NFDN was encouraged to work in other 14 affected districts in the same modality and proposed with UNICEF. UNICEF agreed to work through NFDN in the same modality with special focus to the disabled children. In this way, we tried our best to respond the disaster-affected persons with disabilities.
And now NFDN is working with CBM to ensure accessibility and universal design principles are included into reconstruction activities?
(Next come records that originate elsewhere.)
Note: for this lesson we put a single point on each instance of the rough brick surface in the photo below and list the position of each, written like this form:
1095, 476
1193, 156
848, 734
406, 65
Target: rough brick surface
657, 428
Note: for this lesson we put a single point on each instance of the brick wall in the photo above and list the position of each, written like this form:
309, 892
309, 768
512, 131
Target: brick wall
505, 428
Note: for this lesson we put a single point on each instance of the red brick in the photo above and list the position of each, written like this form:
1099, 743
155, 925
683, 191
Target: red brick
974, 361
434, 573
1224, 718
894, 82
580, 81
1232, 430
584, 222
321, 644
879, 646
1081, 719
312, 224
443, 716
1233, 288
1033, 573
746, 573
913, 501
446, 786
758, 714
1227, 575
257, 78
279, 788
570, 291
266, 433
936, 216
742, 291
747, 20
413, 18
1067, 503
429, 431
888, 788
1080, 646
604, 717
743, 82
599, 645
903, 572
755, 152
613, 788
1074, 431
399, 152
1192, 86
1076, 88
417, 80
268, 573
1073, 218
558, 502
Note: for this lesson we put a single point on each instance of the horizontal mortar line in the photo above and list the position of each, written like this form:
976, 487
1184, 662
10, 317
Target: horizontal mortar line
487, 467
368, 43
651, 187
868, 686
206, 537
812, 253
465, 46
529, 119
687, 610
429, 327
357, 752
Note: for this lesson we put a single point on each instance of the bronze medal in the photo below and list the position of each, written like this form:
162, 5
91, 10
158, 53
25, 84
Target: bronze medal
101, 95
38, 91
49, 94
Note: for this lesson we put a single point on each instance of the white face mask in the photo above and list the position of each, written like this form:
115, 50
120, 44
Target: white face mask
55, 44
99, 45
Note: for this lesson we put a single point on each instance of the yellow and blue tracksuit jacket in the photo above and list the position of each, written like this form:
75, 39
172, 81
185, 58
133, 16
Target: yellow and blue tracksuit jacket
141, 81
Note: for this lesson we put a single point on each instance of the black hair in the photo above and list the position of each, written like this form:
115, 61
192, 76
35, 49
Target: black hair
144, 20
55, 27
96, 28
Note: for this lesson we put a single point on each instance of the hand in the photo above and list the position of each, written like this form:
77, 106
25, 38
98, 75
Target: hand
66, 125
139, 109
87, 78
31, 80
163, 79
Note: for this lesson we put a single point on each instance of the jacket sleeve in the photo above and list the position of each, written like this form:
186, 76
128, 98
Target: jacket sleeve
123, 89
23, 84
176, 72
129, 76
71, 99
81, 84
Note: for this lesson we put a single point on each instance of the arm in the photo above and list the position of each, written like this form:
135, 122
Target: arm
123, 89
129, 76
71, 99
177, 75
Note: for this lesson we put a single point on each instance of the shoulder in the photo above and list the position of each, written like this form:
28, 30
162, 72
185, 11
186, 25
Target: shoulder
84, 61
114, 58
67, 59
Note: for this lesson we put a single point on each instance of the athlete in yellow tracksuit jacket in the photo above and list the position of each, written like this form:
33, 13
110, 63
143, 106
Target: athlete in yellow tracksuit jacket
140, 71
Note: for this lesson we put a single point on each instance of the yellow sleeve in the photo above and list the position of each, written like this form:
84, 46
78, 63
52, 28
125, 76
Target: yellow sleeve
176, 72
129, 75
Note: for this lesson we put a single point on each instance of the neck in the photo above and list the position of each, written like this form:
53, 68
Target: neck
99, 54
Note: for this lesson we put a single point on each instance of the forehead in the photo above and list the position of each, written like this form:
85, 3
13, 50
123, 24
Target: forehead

Yes! Currently, NFDN is working to develop a project related to accessibility and on behalf of the organization I am leading the drafting and consultation process for the project. This project has an aim to make government authorities and other relevant stakeholders responsible for ensuring accessibility standards in the public places not only as mentioned in the guidelines but to go beyond that on following the international practice of making services, products, public place accessible to all and as far as possible in line with the principles of universal design. We are preparing to implement this project in close cooperation with Kathmandu Metropolitan City office and partnership with CBM. This project includes three major components –
a) Awareness and sensitization on accessibility and universal design
b) Capacity Building of government authorities and other stakeholders and
c) Implementation of accessibility standards in reconstruction and new construction activities.